One way in which some of the homeless deal with their plight psychologically is to explain their situations in a way that preserves or secures a measure of self-respect, such as attributing their plight to bad luck. In other words, they construct causal accounts that rescue rather than further demean their sense of self. However, it is arguable that oftentimes their plight may appear so depressing that the excessive use of alcohol or drugs may come to function as the primary means of psychological escape.

A second major form of psychological adaptation involves identity work. Typically identity work entails various activities that individuals or groups engage in so as to project or maintain particular desired identities. Such activities may entail procuring or arranging physical settings or props, the arrangement of appearance through cosmetic face work, association with selected individuals or groups, and identity talk, or the verbal construction of identities. Since the homeless seldom have the financial and social resources requisite for successfully pursuing the first three identity strategies, the primary way in which they try to project and maintain a favorable personal identity is through identity talk. Additionally, identity talk is nurtured by the structure of life on the streets in the sense that “hanging out” with street peers is an important aspect of street life that provides a context for identity talk.

Three types of identity talk are common in the discourse of the homeless: distancing, embracement, and fictive storytelling. Distancing is talk that separates oneself from roles, associations, or institutions that imply an identity not consistent with one’s self-conception, as when a homeless individual asserts that “I can tell you about the homeless, but I am not one of them.” Homeless people may talk in this way so as to separate themselves from the negative social identities of their peers or associations, from the roles homeless people are perceived as playing, and from the institutions that deal with them.

Embracement, by contrast, is talk that embraces the roles, associations, or points of view or ideologies that are congruent with homelessness. Embracement allows homeless people to actively confirm the social identities associated with their specific situations, as when a homeless man claims that he is “an expert dumpster diver.” Here, unlike with distancing, one’s social identity and self-conceptions are harmonious. When this is the case, the homeless are likely to embrace ascribed roles such as bum or tramp. They may embrace identities that are positively tied to relationships or associations with others or that are congruent with adherence to a certain ideology, such as being a member of Alcoholics Anonymous.

Fictive storytelling is the third form of identity talk. It involves telling stories regarding one’s past, future plans, or accomplishments that are fictitious. Fictive storytelling sometimes takes the form of embellishing one’s past or present experiences in order to verbally present and assert a positive personal identity.
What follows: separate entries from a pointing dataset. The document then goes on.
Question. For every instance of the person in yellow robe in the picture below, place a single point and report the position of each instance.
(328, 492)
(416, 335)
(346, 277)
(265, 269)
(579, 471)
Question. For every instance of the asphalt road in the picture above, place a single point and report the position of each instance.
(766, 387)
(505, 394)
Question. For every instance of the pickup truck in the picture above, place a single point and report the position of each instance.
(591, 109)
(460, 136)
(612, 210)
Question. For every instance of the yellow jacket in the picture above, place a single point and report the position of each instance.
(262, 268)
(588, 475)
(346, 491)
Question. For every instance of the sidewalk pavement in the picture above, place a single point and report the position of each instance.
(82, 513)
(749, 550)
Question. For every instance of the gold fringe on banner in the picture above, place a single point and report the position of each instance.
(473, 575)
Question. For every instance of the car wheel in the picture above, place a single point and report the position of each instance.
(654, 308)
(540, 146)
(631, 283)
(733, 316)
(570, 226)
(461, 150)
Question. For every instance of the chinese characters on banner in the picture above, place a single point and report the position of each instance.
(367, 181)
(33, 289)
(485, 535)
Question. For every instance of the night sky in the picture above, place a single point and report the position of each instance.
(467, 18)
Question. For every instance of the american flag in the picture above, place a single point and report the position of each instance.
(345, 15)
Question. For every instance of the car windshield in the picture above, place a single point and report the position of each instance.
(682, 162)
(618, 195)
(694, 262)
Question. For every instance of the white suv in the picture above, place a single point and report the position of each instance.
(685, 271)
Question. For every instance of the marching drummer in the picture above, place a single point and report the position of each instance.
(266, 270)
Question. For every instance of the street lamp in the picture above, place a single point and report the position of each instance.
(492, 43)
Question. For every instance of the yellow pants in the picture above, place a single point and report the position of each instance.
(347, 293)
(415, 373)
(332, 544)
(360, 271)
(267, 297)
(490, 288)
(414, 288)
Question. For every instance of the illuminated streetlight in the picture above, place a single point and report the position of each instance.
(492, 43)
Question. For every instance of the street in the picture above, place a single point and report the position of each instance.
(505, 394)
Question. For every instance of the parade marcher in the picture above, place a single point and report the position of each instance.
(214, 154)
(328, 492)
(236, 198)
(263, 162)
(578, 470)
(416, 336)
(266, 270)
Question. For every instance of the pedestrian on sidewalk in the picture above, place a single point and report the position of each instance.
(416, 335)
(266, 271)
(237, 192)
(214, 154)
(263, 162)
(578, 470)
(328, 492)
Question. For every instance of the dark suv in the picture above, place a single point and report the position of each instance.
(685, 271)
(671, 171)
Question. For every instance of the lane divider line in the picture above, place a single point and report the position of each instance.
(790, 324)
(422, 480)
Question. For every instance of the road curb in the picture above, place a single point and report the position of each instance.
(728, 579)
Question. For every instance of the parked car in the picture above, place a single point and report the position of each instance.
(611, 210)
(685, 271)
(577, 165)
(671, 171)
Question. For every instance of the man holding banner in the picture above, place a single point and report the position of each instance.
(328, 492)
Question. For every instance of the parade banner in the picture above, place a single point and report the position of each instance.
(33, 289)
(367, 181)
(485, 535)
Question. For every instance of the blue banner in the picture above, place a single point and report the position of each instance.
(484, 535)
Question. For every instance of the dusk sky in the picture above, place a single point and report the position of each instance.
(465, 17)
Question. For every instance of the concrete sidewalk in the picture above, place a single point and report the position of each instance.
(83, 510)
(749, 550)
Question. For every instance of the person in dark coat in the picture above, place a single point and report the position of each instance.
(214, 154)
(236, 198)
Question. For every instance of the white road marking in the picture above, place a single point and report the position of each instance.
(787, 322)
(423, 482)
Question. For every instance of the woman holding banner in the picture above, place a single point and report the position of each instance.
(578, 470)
Sometimes the homeless also engage in fantasizing by spinning future-oriented fabrications that positively frame the teller in situations that are removed from the teller’s past or present.

Together, these three forms of identity talk facilitate the construction and maintenance of positive personal identities, thereby helping homeless people to secure a measure of self-respect in a sea of despair.

Active Agents

This article has provided an overview of three sets of survival strategies—material, social or relational, and psychological—that homeless people variously engage in to manage life on the streets. There are other variants of these strategies that we have not discussed, such as collective engagement in social protest campaigns and individual resistance and defiance, but the strategies discussed provide a sense of the more general ways in which the homeless negotiate the world in which they find themselves. These strategic activities reveal homeless people to be more active and resourceful agents than one would assume given how they are represented in many popular portraits of them.